Alyssane nodded with a smile as she proceeded to leave, "Can you tell me what happened with the city?"
The old lady slowly frowned, and a few moments passed as the meaning of Alyssane's words dawned upon her. Her gaze was still strangely distant.
"Fire." She murmured, her lips parting to say more but they did not move as half a minute passed by, she was standing still, her lips slightly parted, and her gaze was wide as if watching something neither of them could see.
Alyssane paused in front of the old woman, "Are you okay?"
The old lady said nothing.
Her heavy eyes blinked slowly as if trying to fight off the daze of sleep. But then, she collapsed. Her lamp shattered on the ground, its metal shards digging through her face and neck.

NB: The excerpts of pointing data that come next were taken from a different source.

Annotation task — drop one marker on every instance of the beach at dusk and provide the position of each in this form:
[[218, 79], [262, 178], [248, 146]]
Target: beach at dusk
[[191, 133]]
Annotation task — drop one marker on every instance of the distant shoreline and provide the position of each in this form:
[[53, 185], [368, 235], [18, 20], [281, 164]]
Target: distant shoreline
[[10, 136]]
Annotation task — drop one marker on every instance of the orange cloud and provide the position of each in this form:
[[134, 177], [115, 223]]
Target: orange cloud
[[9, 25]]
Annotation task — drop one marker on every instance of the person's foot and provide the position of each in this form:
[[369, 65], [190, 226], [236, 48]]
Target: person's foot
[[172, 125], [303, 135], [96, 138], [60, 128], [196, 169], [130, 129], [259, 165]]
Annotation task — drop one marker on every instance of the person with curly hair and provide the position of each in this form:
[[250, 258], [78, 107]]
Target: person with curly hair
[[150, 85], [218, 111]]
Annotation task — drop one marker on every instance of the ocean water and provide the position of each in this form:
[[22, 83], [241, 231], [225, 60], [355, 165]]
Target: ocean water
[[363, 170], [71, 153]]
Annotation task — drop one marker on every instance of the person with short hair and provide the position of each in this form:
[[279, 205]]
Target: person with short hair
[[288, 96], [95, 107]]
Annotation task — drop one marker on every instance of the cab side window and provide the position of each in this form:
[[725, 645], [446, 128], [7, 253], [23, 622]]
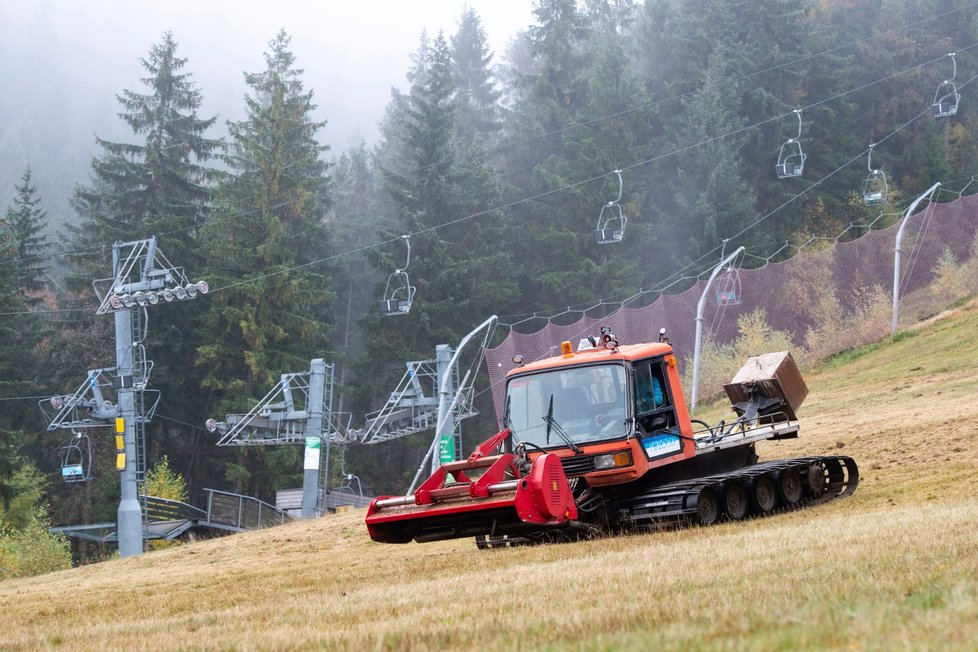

Alyssane flinched, staggering back a few steps as she watched the blood seep out from the old woman at a frightening speed. Her eyes were only half open and her lips formed a deep frown.
She murmured as the blood choked her words, "You must le-leave…"
A firm hand grabbed Alyssane's shoulder.
Startled, she looked up, and found Kazmun's intense gaze staring into hers―eyes filled with a cold heat that simmered under her skin.
Kazmun's gaze darkened as he lowered it to the side of her face, and slowly but roughly brushed off a drop of red.
"Why are you always in the wrong places?"